Hello, everyone.
I welcome you to my blog. Our childhood and the type of experience we have growing up as kids play a vital role in the type of adult we grow up to be; most of the time, how we handle situations and react to situations all revolve around how we grew up and the type of people we grew up with. I have seen people suffer trauma all their lives because of their childhood experience; some people find it difficult to trust because of the type of neighborhood they grew up in. Almost 80% of how we react, behave, and do things actually depends on the type of childhood we had growing up.
Every child deserves to have a good childhood memory, but unfortunately many children are victims of bad childhoods, and it affects them and haunts them almost all their lives. Getting over the trauma one had as a child is very difficult, which is why it is better to avoid having a child suffer these traumas of bad childhood or ruin their childhood for them, as it will take a lot for them to heal.
As much as hurting people is bad, to some point it is better to hurt an adult than to hurt a child; an adult already knows what to do when hurt, and they realize that they have been hurt almost immediately, but when you hurt a child, sometimes it takes years before they even realize what you did to them left a scar, and at that point they will find it really difficult to forgive you or themselves; at that point it is already too late to heal, and they will be forced to live with it.

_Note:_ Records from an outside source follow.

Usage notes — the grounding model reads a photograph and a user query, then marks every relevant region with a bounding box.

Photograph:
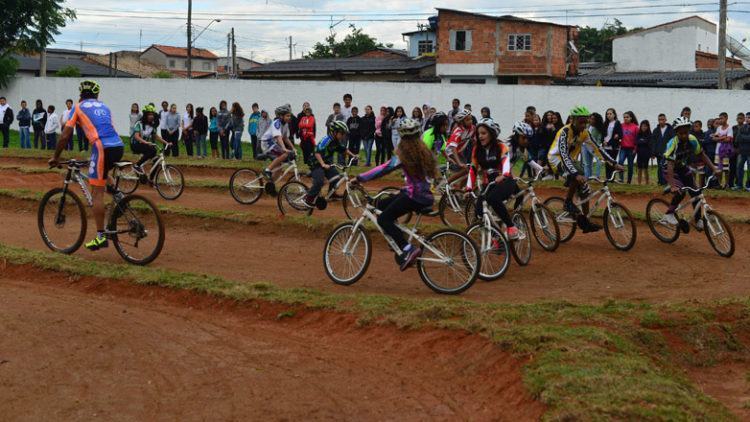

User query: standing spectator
[193,107,208,159]
[651,113,674,186]
[44,105,60,149]
[602,108,622,179]
[180,103,195,157]
[359,105,375,167]
[247,103,260,159]
[734,112,750,192]
[216,100,232,160]
[581,113,607,178]
[297,102,316,166]
[636,120,661,185]
[0,97,13,148]
[164,104,180,157]
[31,100,47,149]
[375,106,390,166]
[346,107,364,157]
[16,101,31,149]
[617,111,638,184]
[60,99,73,151]
[208,107,219,159]
[341,94,352,122]
[230,102,245,160]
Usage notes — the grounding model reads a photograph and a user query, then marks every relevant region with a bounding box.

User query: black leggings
[484,178,518,227]
[378,192,430,253]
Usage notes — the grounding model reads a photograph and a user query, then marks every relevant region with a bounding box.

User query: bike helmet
[477,117,500,139]
[78,79,102,94]
[398,119,422,137]
[328,120,349,135]
[672,116,693,129]
[570,106,591,117]
[513,122,534,138]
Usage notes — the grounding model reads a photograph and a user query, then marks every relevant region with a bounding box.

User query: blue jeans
[232,130,242,160]
[735,154,750,189]
[18,127,31,149]
[617,148,635,183]
[362,139,375,166]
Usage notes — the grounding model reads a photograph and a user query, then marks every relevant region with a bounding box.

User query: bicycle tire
[154,164,185,201]
[529,203,560,252]
[703,210,735,258]
[544,196,578,243]
[602,202,638,252]
[108,195,166,265]
[466,223,512,281]
[417,229,481,295]
[646,198,680,243]
[37,188,88,255]
[229,168,265,205]
[323,222,372,286]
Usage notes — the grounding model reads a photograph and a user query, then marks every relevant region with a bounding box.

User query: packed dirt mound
[0,266,544,421]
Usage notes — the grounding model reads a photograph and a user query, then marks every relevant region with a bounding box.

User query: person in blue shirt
[305,120,357,208]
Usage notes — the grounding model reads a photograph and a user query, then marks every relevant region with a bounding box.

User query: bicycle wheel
[154,164,185,201]
[276,180,312,215]
[438,192,466,227]
[417,229,481,294]
[37,188,87,254]
[703,210,734,258]
[646,198,680,243]
[341,185,368,220]
[323,222,372,286]
[510,212,531,267]
[466,223,511,281]
[602,202,638,251]
[529,204,560,252]
[229,169,263,205]
[544,196,577,243]
[112,165,141,195]
[107,195,164,265]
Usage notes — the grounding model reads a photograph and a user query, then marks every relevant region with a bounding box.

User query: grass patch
[0,244,750,420]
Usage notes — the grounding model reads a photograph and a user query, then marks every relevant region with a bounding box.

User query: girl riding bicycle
[357,119,437,271]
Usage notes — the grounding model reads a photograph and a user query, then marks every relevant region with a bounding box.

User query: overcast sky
[54,0,750,61]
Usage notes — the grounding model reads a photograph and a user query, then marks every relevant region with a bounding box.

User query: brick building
[436,9,578,85]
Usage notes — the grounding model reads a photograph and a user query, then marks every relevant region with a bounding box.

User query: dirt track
[0,267,544,421]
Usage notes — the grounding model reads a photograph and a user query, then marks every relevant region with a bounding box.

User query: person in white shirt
[44,105,61,149]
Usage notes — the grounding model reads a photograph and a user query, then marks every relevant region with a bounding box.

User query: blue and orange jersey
[65,99,123,148]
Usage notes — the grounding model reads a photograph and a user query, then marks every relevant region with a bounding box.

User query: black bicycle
[37,160,164,265]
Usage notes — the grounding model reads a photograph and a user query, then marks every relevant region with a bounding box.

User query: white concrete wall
[0,78,750,139]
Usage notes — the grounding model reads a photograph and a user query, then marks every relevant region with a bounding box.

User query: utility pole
[187,0,193,79]
[719,0,727,89]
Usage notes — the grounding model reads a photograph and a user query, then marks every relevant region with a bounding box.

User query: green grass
[0,244,750,420]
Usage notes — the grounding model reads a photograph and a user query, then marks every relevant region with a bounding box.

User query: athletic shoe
[84,235,109,251]
[401,246,422,271]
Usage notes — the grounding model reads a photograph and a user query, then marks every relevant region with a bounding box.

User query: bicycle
[229,155,307,205]
[277,158,368,220]
[646,175,735,258]
[112,147,185,201]
[37,160,164,265]
[323,190,481,294]
[544,170,637,251]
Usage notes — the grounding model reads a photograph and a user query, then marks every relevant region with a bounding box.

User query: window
[450,30,471,51]
[508,34,531,51]
[417,40,432,56]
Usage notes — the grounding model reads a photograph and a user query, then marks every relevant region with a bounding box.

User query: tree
[576,19,640,62]
[305,25,393,59]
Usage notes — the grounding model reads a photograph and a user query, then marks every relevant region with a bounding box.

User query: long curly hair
[396,135,437,179]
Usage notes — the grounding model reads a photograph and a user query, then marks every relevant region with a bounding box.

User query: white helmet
[513,122,534,138]
[398,119,422,136]
[672,116,693,129]
[477,117,500,138]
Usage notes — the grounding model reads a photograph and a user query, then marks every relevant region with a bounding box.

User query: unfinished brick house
[436,9,578,85]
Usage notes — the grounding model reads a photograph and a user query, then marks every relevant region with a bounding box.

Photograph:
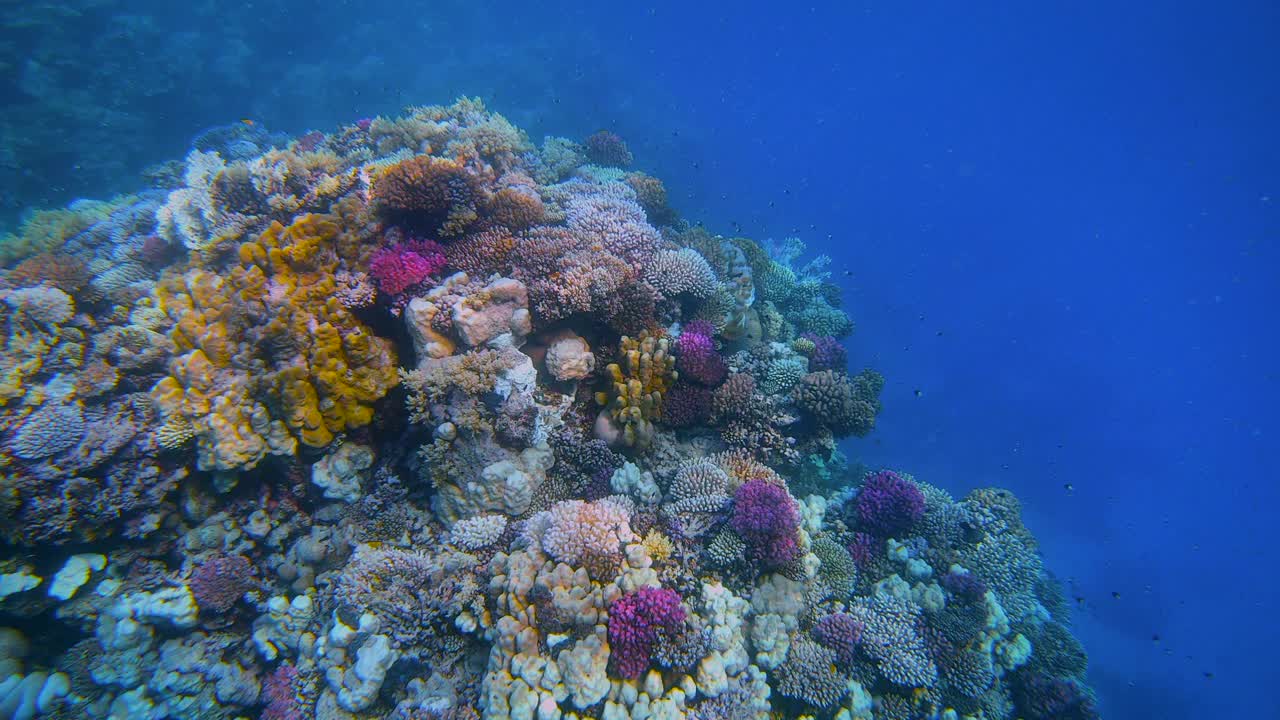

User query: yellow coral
[152,215,397,470]
[640,529,676,562]
[595,331,678,447]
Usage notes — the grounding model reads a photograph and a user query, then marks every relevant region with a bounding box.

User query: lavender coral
[676,327,728,386]
[854,470,924,537]
[731,480,800,568]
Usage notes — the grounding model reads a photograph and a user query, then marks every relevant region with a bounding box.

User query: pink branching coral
[369,238,445,295]
[676,327,728,386]
[609,588,685,679]
[526,500,635,565]
[854,470,924,537]
[262,664,306,720]
[730,480,800,568]
[511,182,658,326]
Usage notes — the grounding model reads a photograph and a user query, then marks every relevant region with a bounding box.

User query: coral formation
[0,99,1096,720]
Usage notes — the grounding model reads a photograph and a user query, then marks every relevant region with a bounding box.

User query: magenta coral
[662,382,712,428]
[730,480,800,568]
[854,470,924,537]
[676,328,728,386]
[369,234,445,295]
[609,588,685,679]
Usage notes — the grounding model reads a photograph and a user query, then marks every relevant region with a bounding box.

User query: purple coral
[854,470,924,537]
[609,588,685,679]
[730,480,800,568]
[845,533,884,569]
[676,327,728,386]
[662,382,712,428]
[812,612,863,667]
[800,333,849,373]
[369,240,445,295]
[188,555,253,614]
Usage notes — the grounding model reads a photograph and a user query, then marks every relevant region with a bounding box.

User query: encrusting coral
[0,99,1097,720]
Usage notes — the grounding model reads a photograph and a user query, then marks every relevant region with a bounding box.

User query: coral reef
[0,99,1097,720]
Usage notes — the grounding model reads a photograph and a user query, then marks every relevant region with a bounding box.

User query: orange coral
[152,215,397,469]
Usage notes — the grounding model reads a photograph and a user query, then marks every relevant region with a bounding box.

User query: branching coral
[730,480,800,569]
[595,333,678,447]
[371,155,483,236]
[849,596,938,688]
[525,500,637,568]
[369,238,445,295]
[854,470,924,537]
[645,247,719,300]
[792,370,884,437]
[582,129,632,168]
[609,588,685,678]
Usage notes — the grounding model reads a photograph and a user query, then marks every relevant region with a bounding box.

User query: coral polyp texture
[0,99,1096,720]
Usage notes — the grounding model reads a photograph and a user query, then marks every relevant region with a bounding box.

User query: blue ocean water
[0,0,1280,717]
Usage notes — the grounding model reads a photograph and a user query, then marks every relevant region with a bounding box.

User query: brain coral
[152,215,397,470]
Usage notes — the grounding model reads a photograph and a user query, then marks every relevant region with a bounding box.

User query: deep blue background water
[0,0,1280,719]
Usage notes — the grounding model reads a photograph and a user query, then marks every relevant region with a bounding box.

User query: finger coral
[596,333,678,447]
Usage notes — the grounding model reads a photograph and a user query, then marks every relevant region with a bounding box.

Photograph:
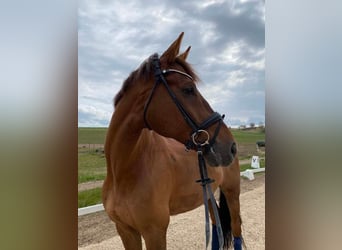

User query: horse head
[144,32,237,166]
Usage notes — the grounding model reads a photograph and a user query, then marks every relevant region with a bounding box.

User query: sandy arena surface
[78,173,265,250]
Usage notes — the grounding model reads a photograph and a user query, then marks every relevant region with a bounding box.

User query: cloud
[79,0,265,126]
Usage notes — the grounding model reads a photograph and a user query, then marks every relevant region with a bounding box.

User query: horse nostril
[230,142,237,156]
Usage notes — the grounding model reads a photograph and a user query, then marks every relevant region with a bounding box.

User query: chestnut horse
[102,33,242,250]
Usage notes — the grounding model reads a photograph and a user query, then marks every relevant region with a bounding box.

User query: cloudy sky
[78,0,265,127]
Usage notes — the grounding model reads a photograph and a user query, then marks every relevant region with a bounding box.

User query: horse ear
[160,32,184,64]
[178,46,191,61]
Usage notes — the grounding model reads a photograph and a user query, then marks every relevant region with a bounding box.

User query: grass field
[78,128,265,207]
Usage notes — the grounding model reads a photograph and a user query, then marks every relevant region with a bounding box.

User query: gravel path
[78,173,265,250]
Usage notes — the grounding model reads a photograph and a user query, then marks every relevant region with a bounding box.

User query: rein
[144,54,224,249]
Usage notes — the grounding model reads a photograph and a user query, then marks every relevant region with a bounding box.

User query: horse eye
[182,87,195,95]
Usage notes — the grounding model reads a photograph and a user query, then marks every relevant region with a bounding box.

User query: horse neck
[106,92,145,157]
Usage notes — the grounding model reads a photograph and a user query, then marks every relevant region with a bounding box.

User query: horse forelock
[114,54,199,106]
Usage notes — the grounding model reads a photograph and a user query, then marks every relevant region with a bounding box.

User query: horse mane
[114,54,199,107]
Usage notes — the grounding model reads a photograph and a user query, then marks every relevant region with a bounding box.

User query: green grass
[240,159,265,172]
[78,128,107,144]
[78,149,107,183]
[78,188,102,208]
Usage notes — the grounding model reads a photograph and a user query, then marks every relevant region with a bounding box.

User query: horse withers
[102,33,242,250]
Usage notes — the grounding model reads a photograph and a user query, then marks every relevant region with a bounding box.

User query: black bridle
[144,54,224,249]
[144,54,224,150]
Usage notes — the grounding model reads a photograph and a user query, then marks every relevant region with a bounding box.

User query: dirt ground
[78,173,265,250]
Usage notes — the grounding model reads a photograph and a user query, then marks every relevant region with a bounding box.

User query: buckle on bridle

I have experienced child abuse in my neighborhood, and how bad this boy was treated, a boy who lost his parents, and his uncle offered to sponsor him and took him in, but his uncle's wife decided to make the house uncomfortable for him as she feels that way he would leave and let her and her children enjoy her husband's money in peace and not have others as partakers. Watching this happen in my neighborhood alongside my personal experience in an uncle's house, I really do not support letting another person take care of your child, as they will never love them like you would.
The little orphan boy was exposed to different dangers, he did all the chores in the house, she was a full house wife before his arrival but on his arrival she decided to start selling tomatoes and she had this boy hawk and make sure he sells the whole basket if tomatoes in two days so she can restock and if he fails to he is denied food for a whole day and even gets punished. He had us buying tomatoes whether we need it or not just so he can feel safe, sometimes he came to our house to eat, those that tried to challenge her she quarrelled and everyone had to step back and let her run her house how she wanted but trust me the abuse was intense and I already know the boys childhood is messed up already. We all have to avoid and do away with abuse, everybody is human, no point abusing anyone.